At the same time, Healy says DigitalOcean’s security team was made aware by one of its customers who claimed their password was reset without their consent.

DigitalOcean says it took two days for the company to receive a response from Mailchimp, confirming on August 10 that DigitalOcean’s account was compromised and that Mailchimp suspended the account as a result. DigitalOcean said it understands that an attacker “compromised Mailchimp internal tooling.”

Healy said a “very small number” of DigitalOcean customers experienced an attempted compromise of their accounts through password resets. TechCrunch asked DigitalOcean how many users were affected but has yet to receive a response.

In its short explanation of the incident, Mailchimp says it took “proactive measures to temporarily suspend account access for accounts where we detected suspicious activity while we investigate the incident further,” adding: “We took this action to protect our users’ data, and then acted quickly to notify all primary contacts of impacted accounts and implement an additional set of enhanced security measures.”

In an email sent to one affected customer that TechCrunch has seen, Mailchimp said it became aware of “potential unauthorized activity” in the users’ account and advises “letting your contacts know they should be extra vigilant about any phishing attacks that appear to come from your company or company’s account.”

Mailchimp said it has notified affected customers directly. DigitalOcean said it has migrated its email service away from MailChimp.

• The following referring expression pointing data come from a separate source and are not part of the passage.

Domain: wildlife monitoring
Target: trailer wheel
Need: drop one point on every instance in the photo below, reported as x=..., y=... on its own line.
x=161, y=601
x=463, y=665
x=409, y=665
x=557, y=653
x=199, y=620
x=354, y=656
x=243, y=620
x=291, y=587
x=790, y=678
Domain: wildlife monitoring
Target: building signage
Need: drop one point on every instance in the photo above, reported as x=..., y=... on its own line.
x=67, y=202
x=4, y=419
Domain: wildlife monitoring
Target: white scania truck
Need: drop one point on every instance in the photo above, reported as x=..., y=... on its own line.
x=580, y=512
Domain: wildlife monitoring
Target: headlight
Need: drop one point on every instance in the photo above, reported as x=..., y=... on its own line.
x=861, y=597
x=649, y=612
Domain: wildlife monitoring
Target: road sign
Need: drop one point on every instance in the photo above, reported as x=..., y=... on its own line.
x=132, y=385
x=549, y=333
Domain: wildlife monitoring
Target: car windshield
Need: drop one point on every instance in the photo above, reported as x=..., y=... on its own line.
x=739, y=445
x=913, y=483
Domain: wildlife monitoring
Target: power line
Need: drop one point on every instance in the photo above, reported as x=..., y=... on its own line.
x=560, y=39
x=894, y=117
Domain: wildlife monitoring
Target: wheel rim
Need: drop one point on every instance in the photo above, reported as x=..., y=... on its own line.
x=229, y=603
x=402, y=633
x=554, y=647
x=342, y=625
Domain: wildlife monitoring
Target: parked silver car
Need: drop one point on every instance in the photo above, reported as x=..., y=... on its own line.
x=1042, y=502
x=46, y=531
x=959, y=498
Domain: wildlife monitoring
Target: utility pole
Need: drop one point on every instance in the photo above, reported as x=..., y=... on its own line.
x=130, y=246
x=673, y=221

DigitalOcean noted that the use of two-factor authentication saved a handful of customers targeted by the attacker from complete account compromise and, as such, the company is planning to implement two-factor security by default for all DigitalOcean accounts.

“The ecosystem is fragile, and chains of trust, when broken, can have significant downstream consequences,” said Healy.

News of Mailchimp’s breach lands not long after encrypted messaging app Signal said it was affected by the recent breach of Twilio. a provider of SMS and voice communications. Signal said attackers accessed phone numbers and SMS verification codes for 1,900 users.